= Walter Lyon (poet) =

Scottish poet

Walter Scott Stuart Lyon (North Berwick) (1 October 1886 – 8 May 1915) was a war poet during the First World War.

Son of Walter F. K. and Isabella R. Lyon, of Tantallon Lodge, North Berwick, Scotland, he was one of five brothers, three of whom were killed in the war and one of whom died while a student at Haileybury.

Walter went to Balliol College, Oxford and began a career as a Scottish Advocate.

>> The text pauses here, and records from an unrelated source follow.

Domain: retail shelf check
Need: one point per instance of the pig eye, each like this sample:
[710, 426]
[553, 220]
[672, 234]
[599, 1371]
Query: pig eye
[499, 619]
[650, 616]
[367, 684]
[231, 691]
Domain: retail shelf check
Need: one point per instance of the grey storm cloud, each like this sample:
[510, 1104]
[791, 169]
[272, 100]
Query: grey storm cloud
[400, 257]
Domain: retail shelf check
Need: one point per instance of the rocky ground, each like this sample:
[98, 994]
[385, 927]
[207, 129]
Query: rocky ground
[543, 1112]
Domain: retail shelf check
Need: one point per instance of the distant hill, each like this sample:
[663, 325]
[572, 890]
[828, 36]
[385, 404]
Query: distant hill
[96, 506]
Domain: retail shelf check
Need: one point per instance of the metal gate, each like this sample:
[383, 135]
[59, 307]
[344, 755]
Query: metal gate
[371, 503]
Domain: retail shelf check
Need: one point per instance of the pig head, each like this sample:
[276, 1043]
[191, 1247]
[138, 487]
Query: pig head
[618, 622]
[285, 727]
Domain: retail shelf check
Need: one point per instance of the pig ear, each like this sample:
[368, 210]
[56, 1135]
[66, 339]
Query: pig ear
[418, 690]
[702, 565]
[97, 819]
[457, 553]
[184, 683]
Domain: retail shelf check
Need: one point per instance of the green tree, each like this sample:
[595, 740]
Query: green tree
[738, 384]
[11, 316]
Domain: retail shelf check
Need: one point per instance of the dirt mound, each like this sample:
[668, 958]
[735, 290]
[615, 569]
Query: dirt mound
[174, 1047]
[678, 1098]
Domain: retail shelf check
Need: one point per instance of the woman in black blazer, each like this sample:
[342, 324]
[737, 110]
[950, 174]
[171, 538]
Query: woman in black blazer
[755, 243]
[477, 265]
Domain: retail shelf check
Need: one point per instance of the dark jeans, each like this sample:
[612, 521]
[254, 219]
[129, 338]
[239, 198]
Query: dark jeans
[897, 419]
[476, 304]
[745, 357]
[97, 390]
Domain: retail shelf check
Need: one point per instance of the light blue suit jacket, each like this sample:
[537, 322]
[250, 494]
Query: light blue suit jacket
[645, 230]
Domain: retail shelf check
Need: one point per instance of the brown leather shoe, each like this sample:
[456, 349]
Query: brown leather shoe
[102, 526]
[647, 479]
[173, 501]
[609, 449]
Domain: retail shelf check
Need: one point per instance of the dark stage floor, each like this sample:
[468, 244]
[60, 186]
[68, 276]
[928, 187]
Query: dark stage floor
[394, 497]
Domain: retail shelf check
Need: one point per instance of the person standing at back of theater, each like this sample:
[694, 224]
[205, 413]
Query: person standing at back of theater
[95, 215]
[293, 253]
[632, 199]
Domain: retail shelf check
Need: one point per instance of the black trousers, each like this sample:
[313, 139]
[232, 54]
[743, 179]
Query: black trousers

He volunteered for the 9th Battalion, Royal Scots before the First World War and was sent to Belgium in February 1915, to the trenches near Glencose Wood outside Ypres. He served as a lieutenant. Soon after he wrote two poems, Easter at Ypres and Lines Written in a Fire Trench. A few weeks later while the Second Battle of Ypres was at its fiercest, he wrote two more poems, On a Grave in a Trench, which he inscribed "English killed for Patrie", and I Tracked a Dead Man Down a Trench.

In early May 1915 Walter Lyon and the Royal Scots were in dugouts in Potijze Wood near the Menin Road, just 200 yards from the firing line. The shelling was so fierce that trees were torn up by the roots and the tops sliced by shrapnel. The stream of wounded from the wood was continuous and Walter Lyon was among the dead. He has no known grave and his name is listed on the Menin Gate Memorial in Ypres, panel 11.

A collection of his poems was published in 1916 and two are included in an anthology of Public School War Poetry called "A Deep Cry" published in 1993.